As part of the plans, thousands of young people in the borough are set to benefit from more help looking after their mental health thanks to a new specialist support team for schools.
Funded by NHS England, Mental Health Support Teams (MHSTs) work with primary and secondary pupils who are experiencing emotional or wellbeing issues such as low-level anxiety, low mood, or friendship or behavioural difficulties.
Featuring the new role of an education mental health practitioner, the team includes two primary mental health workers and a team manager. It will initially support 8,000 pupils across 15 to 20 schools and colleges with plans to expand the service further next year.
Investing in early intervention will help to prevent more serious mental health issues in the future and continue to tackle taboos around mental health so that it is on a par with physical health.
This week, the team are travelling across the borough in three Routemaster buses and will be visiting schools and community venues to encourage young people, parents, and carers to talk about their experiences of mental health and to find out more about the support available.
Project lead, Jane Pickthall, Virtual School Head for Education, Mental Health and Emotional Wellbeing at North Tyneside Council, said: “We’ve been working with our schools for a long time and through our Barnardo’s Alliance and our School Improvement Service, we have been rolling out Mental Health First Aid across our schools so that teachers can recognise the signs of emotional wellbeing difficulties and know how best to help.
“The new Mental Health Support Teams will enhance what they are already providing along with more early intervention support and will help pupils and their families feel more confident about managing low mood, anxiety, and thoughts of self-harm.
“This a whole system approach to promoting emotional wellbeing.
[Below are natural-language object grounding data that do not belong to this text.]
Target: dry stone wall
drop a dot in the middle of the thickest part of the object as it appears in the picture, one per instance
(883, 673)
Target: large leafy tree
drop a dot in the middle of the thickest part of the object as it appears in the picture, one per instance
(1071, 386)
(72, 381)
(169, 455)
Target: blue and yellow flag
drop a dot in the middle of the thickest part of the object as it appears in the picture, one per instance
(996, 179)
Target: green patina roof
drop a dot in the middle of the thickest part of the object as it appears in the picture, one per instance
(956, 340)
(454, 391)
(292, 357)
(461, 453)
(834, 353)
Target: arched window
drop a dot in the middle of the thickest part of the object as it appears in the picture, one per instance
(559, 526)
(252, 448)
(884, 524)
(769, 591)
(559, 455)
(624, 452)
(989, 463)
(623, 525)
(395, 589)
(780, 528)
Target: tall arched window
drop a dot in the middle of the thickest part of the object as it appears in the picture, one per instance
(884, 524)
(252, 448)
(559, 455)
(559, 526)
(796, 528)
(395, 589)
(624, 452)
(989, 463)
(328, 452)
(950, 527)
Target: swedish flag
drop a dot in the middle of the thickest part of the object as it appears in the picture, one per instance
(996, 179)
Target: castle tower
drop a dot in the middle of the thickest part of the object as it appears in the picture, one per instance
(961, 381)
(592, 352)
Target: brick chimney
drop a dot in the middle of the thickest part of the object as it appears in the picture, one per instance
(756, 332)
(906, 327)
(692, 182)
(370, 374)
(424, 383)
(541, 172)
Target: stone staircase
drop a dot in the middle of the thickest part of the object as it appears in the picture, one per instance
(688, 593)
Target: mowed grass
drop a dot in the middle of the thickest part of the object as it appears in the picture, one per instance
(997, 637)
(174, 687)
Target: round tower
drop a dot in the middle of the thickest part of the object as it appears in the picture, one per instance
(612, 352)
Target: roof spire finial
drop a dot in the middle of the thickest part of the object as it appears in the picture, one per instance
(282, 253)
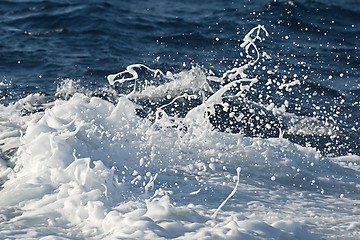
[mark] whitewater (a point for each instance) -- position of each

We want to build resilience in our children and young people and encourage people to help each other when they face challenges.”
Theresa Maddison, a nurse consultant in Northumbria Healthcare’s child and adolescent mental health service (CAMHS), said: “This is an important development which helps tackle a significant gap in provision, by supporting children and young people who need help with their mental health but do not meet the threshold for specialist care.
“This partnership approach will ensure that we continue to improve the quality of care available to young people in North Tyneside and it comes at a vital time on the back of lockdowns and the COVID-19 pandemic.
“We know that a significant number of children and young people do have mental health difficulties, and this is a real opportunity to provide the right level of service provision at the right time targeting this support so that it meets the areas of biggest need.”
Janet Arris, Deputy Director and Mental Health Lead at NHS North Tyneside CCG, said: “There’s never been a more important time to support our young people.
“Listening to their issues has really highlighted the need for more to be done to support children and young people’s mental health. We know that accessible early intervention can make a significant difference to the lives of children and young people
“This new specialist support team in North Tyneside schools is both welcome and timely, we encourage both young people and their carers to come forward if they need help and support.”